In essence, the pandemic pushed a lot of money into the banking system, which banks used to buy bonds (which in Indonesia have fairly attractive yields) when lending opportunities became scarce. As the economy recovered, these banks began unwinding some of their bond positions and sped up the pace of loan issuance. It was this period, from 2022 to 2024, when the big banks started posting huge profits as interest rates went up.
Indonesia’s commercial banking system is dominated by four major players. Bank Mandiri, Bank Rakyat Indonesia (BRI) and Bank Negara Indonesia are majority-owned by the state. In 2024, they had combined assets of $347 billion, and after-tax income of over $9 billion. Together, they paid investors over $5.7 billion in dividends last year, with BRI alone paying out around $3 billion. The fourth major player, Bank Central Asia, does not have state ownership but had a great year, reporting an after-tax profit of $3.4 billion.
One interesting thing is that while overall lending in the commercial banking system grew 10 percent in 2024, deposits only grew 4.5 percent. The pandemic days, when people were putting money into accounts faster than banks could lend it out, are over, and we should probably expect deposits to rise at a more modest rate in the near term. How will this affect Indonesia’s booming commercial banks?
From a systemic point of view, the banking sector seems to be on a pretty sound footing. While the pace of deposits and perhaps lending may be slowing, reserves held by banks to cover non-performing loans have been decreasing. That means, for the time being, it does not appear that borrowers are defaulting en masse.
The overall loan to deposit ratio in the commercial banking sector was also around 89 percent in 2024, lower than it was in 2019, which is a fairly conservative ratio. It tells us the system is not highly leveraged and can likely withstand some stress in the event of an unexpected external shock like, say, a trade war. It also means there is room for more loan growth, as long as consumers and businesses are in need of financing.
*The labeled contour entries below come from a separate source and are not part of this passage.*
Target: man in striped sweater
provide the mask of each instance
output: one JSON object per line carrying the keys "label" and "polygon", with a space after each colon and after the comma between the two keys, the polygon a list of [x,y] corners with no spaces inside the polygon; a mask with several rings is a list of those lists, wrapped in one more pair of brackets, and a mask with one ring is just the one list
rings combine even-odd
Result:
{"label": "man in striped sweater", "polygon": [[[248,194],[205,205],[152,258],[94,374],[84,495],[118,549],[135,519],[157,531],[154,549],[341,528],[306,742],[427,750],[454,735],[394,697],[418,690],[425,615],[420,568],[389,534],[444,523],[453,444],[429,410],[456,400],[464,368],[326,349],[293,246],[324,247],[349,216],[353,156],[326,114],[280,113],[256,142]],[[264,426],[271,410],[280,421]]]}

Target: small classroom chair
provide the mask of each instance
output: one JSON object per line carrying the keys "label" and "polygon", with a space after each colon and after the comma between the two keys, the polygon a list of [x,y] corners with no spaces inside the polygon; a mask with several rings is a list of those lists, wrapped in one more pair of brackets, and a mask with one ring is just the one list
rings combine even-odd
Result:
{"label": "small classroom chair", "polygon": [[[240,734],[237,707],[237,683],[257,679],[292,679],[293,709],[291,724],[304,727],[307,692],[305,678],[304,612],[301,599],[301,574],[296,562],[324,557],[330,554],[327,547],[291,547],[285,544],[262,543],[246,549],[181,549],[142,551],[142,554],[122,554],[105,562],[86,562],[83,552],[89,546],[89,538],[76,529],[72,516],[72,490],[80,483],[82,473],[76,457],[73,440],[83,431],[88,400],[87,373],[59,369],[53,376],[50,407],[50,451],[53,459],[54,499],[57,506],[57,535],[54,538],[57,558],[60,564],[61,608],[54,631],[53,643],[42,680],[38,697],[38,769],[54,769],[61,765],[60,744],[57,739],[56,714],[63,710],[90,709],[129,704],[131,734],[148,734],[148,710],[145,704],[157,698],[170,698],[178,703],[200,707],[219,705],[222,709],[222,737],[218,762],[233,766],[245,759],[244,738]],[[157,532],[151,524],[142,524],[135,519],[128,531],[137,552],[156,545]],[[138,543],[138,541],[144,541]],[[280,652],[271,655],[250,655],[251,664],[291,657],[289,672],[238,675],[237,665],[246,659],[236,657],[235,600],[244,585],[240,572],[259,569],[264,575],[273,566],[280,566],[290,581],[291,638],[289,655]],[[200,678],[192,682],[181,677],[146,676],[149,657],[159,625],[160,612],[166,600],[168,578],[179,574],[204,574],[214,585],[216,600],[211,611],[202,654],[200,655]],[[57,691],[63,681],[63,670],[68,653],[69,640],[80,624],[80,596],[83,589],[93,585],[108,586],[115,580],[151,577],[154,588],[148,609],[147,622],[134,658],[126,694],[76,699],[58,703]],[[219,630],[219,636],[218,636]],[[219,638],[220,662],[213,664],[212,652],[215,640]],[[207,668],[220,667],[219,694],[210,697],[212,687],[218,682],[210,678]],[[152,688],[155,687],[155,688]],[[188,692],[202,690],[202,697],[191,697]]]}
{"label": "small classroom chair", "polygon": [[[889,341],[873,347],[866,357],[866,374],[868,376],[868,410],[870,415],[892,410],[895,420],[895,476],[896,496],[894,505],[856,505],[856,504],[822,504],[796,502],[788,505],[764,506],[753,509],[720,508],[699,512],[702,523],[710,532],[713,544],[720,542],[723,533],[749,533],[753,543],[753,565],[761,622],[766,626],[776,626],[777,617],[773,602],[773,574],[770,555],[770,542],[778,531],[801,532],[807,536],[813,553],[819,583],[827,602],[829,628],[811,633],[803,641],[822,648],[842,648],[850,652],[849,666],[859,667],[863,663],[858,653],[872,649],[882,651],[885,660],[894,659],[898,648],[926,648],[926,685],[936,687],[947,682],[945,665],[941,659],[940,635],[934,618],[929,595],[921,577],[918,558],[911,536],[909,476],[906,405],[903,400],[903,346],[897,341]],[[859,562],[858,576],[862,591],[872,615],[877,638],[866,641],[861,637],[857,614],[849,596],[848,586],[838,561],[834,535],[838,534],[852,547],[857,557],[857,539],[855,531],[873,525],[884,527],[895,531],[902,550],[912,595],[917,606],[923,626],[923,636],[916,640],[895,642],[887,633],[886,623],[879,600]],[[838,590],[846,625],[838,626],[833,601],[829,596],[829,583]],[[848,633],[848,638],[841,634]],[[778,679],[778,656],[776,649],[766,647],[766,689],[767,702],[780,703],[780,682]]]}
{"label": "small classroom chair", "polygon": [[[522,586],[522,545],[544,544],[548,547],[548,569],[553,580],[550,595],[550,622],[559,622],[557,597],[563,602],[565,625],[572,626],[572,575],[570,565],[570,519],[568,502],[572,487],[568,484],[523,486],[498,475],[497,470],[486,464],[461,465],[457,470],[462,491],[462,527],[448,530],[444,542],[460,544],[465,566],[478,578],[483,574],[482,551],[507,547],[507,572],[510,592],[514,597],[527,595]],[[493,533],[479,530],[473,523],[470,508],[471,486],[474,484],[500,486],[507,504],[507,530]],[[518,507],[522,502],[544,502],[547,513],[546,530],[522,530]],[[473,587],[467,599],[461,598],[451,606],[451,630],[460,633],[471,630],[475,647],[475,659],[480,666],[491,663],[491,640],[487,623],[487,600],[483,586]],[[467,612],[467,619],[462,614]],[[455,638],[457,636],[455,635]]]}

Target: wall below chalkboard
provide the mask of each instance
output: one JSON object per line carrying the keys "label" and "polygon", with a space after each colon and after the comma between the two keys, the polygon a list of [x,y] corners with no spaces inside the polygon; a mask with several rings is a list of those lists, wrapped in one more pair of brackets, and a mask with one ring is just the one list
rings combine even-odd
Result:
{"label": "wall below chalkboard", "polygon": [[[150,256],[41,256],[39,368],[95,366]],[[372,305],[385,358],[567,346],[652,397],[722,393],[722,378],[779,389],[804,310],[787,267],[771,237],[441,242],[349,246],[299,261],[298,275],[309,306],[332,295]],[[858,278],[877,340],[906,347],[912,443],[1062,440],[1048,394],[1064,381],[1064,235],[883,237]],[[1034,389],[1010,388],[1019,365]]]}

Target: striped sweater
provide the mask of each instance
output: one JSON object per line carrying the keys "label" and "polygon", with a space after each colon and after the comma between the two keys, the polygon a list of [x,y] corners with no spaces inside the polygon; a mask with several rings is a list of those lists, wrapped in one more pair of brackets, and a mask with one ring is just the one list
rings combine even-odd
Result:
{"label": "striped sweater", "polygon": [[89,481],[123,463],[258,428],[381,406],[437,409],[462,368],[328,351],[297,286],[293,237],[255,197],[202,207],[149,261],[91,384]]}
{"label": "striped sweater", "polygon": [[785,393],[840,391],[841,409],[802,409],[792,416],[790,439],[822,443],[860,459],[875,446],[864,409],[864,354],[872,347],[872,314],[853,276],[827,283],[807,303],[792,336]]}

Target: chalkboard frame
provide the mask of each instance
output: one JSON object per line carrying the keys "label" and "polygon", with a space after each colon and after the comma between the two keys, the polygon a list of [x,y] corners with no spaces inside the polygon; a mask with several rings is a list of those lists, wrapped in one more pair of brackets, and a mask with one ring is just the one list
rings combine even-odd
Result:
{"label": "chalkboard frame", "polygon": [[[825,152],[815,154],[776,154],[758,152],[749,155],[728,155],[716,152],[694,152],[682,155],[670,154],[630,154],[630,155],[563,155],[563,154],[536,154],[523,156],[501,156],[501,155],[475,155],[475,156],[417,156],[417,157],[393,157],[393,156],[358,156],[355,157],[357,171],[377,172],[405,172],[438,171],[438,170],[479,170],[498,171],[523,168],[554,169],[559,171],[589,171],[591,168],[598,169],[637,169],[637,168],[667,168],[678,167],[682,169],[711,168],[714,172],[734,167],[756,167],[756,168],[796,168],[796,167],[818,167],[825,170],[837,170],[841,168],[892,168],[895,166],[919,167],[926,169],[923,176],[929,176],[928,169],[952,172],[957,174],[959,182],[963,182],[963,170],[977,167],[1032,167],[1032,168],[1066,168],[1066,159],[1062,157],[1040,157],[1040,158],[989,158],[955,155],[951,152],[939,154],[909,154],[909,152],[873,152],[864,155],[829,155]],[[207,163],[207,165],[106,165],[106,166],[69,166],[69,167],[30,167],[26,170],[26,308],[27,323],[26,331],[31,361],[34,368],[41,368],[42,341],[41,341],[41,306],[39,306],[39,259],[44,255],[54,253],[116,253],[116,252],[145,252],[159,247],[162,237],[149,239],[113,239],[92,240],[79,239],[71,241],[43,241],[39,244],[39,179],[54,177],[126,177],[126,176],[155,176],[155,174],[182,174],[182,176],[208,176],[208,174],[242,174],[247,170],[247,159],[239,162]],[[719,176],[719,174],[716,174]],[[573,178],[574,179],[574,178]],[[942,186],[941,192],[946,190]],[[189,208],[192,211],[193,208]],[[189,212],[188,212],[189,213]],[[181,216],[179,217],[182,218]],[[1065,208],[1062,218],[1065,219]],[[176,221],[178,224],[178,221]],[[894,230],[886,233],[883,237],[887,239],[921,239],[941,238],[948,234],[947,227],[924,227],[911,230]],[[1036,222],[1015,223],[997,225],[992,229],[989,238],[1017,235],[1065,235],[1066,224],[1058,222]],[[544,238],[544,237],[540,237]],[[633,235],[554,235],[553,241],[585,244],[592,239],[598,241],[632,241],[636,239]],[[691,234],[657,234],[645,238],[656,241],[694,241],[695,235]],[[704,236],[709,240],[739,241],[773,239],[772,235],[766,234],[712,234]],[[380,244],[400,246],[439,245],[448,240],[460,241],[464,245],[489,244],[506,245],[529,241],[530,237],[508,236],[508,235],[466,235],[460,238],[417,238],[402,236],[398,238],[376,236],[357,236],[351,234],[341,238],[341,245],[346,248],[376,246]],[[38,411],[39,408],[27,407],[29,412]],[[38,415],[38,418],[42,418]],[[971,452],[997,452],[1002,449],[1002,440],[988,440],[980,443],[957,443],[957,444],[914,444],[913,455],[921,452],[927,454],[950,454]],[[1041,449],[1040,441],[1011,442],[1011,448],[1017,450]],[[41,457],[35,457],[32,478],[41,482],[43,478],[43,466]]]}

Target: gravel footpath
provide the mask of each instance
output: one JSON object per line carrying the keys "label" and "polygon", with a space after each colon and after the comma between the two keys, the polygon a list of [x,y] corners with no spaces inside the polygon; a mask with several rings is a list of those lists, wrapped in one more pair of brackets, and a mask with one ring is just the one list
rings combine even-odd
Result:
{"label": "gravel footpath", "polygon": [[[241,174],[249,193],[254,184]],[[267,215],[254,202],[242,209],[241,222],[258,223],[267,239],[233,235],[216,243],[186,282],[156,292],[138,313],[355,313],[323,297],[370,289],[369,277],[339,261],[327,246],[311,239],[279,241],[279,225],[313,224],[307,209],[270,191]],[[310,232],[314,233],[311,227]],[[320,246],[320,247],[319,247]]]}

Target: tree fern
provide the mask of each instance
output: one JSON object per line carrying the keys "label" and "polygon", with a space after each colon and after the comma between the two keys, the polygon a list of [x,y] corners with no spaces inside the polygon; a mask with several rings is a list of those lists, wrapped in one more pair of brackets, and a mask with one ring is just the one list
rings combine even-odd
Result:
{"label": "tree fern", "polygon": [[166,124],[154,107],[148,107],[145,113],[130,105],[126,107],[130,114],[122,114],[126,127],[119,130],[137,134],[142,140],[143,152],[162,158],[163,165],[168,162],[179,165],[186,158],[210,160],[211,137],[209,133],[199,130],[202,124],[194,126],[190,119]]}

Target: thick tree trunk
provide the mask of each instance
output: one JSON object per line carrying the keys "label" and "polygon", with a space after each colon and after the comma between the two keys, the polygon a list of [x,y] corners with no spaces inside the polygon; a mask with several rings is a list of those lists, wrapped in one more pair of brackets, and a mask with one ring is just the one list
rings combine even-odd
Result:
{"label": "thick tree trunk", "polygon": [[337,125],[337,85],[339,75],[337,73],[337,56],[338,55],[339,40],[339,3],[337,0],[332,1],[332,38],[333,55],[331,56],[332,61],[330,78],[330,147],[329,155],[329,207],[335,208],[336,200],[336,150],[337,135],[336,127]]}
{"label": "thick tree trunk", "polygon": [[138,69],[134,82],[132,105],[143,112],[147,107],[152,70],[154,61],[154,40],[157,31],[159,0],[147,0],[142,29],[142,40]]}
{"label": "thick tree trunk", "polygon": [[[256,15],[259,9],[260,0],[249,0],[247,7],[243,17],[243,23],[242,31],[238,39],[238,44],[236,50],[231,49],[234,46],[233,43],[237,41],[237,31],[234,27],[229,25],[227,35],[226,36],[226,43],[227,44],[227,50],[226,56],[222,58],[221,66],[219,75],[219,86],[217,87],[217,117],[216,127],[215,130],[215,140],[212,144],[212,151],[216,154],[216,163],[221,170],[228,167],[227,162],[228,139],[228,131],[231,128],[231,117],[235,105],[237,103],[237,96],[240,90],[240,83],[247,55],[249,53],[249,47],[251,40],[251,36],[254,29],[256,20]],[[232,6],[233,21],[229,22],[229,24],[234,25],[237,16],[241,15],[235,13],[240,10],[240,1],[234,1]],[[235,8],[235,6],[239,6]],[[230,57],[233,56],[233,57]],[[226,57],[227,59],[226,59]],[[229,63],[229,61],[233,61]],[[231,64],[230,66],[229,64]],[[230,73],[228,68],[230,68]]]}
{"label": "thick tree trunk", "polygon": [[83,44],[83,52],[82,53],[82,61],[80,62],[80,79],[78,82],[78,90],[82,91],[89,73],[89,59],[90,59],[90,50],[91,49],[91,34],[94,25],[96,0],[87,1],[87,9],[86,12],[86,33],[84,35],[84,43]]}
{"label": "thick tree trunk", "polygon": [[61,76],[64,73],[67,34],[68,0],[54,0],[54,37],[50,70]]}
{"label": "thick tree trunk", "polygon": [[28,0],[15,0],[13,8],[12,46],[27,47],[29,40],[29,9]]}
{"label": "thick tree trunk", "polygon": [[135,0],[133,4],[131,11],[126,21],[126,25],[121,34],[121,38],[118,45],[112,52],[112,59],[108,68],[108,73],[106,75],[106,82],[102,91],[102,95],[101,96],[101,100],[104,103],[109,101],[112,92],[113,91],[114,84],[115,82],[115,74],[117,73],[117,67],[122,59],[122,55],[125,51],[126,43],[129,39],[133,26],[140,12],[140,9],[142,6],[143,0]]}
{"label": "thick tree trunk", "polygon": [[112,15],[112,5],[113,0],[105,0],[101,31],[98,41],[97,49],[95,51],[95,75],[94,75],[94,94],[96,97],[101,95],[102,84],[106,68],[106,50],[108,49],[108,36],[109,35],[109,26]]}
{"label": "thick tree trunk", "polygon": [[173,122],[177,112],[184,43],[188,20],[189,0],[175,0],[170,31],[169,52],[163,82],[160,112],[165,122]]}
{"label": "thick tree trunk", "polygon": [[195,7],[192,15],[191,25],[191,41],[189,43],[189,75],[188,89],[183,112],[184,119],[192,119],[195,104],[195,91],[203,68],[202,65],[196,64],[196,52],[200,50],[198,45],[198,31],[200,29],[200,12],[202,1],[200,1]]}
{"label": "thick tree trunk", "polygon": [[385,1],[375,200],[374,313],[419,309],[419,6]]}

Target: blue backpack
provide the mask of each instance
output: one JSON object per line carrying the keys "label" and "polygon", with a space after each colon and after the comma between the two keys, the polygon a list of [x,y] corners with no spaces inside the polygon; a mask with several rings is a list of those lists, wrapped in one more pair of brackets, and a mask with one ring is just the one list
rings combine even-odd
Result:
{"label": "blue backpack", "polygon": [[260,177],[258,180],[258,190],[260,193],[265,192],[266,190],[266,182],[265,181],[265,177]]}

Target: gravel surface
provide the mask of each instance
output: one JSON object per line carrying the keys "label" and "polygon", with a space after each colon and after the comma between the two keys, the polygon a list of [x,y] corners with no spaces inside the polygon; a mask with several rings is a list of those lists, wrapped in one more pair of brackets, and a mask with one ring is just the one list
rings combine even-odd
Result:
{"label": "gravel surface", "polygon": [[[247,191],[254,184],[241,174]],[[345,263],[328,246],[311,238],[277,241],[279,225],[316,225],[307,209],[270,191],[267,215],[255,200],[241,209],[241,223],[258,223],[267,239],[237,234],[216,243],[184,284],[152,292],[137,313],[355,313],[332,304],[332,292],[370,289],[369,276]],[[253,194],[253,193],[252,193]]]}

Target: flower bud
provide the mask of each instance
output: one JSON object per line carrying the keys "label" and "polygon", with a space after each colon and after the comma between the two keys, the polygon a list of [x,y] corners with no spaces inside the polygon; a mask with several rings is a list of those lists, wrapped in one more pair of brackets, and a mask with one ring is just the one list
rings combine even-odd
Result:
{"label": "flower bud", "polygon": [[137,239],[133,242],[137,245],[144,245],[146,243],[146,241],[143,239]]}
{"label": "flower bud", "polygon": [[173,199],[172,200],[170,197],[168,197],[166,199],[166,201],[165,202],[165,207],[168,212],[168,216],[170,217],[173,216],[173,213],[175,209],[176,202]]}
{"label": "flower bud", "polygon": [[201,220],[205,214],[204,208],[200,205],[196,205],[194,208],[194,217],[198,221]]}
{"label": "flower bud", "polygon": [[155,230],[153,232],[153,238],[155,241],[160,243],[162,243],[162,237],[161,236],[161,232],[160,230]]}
While the system may be on solid footing, we will have to wait and see if the big banks continue booking massive profits or if that was the result of unique circumstances forced upon the sector during and immediately after the pandemic. If consumer purchasing power is really being squeezed and business and investor sentiment is turning negative, as has been reported by various outlets, it will start to show up in the earnings of the big banks sooner or later, as there will be less demand for credit and default rates will begin ticking up.
And this is something we should keep a close eye on in the coming years, because Indonesia’s growing phalanx of state-run investment funds is increasingly turning to state-owned banks, which have been very reliable cashflow generators in recent years, to help fund their activities. The size of Mandiri’s dividend is no longer just of interest to shareholders, but is a key piece of data that will help us better understand how Indonesia’s new state-run investment funds are being structured and operated.